Batı ülkelerinde öğrenciler mektup yazmaya teşvik edilmektedir. Öğrenci iki sokak ötede oturan arkadaşına mektup yazar. Bir başka öğrenci iki apartman ileride oturan teyzesine / kuzenine mektup yazar. Bir başka öğrenci, akşam eve gelecek olsa bile, annesine / babasına mektup yazıp mektubu onun işyerine postalar. Hem okul müdürlükleri, hem posta idaresi hem de (bazı yerlerde) belediye çok mektup gönderen çocuklara armağanlar vermektedir. Bu uygulama, bir eğitim politikası olarak değerlendirilmekte ve bütün kamu kurum ve kuruluşları bu politika gereği eğitime bir şekilde katkıda bulunmaktadır.
Bu ülkelerde (Almanya, Hollanda, İsviçre) eğitim gören insanların yazıları çok güzeldir. Hepsi el yazısıyla yazar. İsterlerse sayfalarca uzunlukta mektup yazabilirler.

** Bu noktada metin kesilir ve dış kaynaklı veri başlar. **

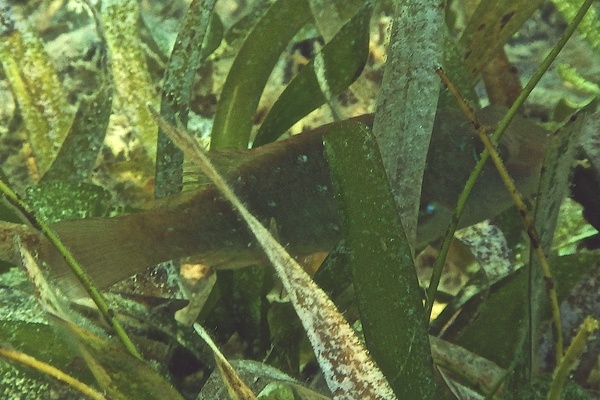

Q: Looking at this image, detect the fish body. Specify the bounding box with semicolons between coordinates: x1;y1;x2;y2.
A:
40;109;547;290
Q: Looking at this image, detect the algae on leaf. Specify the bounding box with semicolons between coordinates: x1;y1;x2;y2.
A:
0;10;73;179
102;0;158;162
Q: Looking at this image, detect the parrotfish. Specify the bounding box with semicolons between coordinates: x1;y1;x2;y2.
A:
0;108;548;291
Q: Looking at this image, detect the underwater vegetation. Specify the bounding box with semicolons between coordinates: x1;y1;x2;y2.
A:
0;0;600;399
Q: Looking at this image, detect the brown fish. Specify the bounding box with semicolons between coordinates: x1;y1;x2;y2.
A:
0;108;547;289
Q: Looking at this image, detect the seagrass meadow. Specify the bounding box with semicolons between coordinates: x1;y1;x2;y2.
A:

Pek çoğunun okuma alışkanlığı yanında yazma alışkanlığı da vardır: Günlük tutarlar, mektup yazarlar, mahallî gazetelere yazı verirler, amatör olarak öykü, deneme, şiir yazarlar. Bu alışkanlıklar bu insanlara ilköğretim süreci içerisinde kazandırılmaktadır.
Bizim okullarımızda böyle bir eğitim yapılmadığı gibi, maalesef öngörülmüş değildir.
Geleneğe yaslanan eğitim politikaları her ülkede daima başarılı olmuş, geleneğin gücünü (rüzgârını) arkasına almayan eğitim politikalarına vatandaş daima muhalefet etmiştir. Mektup yazmak; üslûbuyla, edebiyle, kalıplaşmış sözleri, manileri, başlangıcı ve bitişiyle toplumumuzun güzel bir geleneği idi. Eğitimde bu gelenekten faydalanmalıyız. Bunun Türkçe eğitimi / öğretimi açısından çok isabetli bir karar olacağını vurgulamak istiyorum.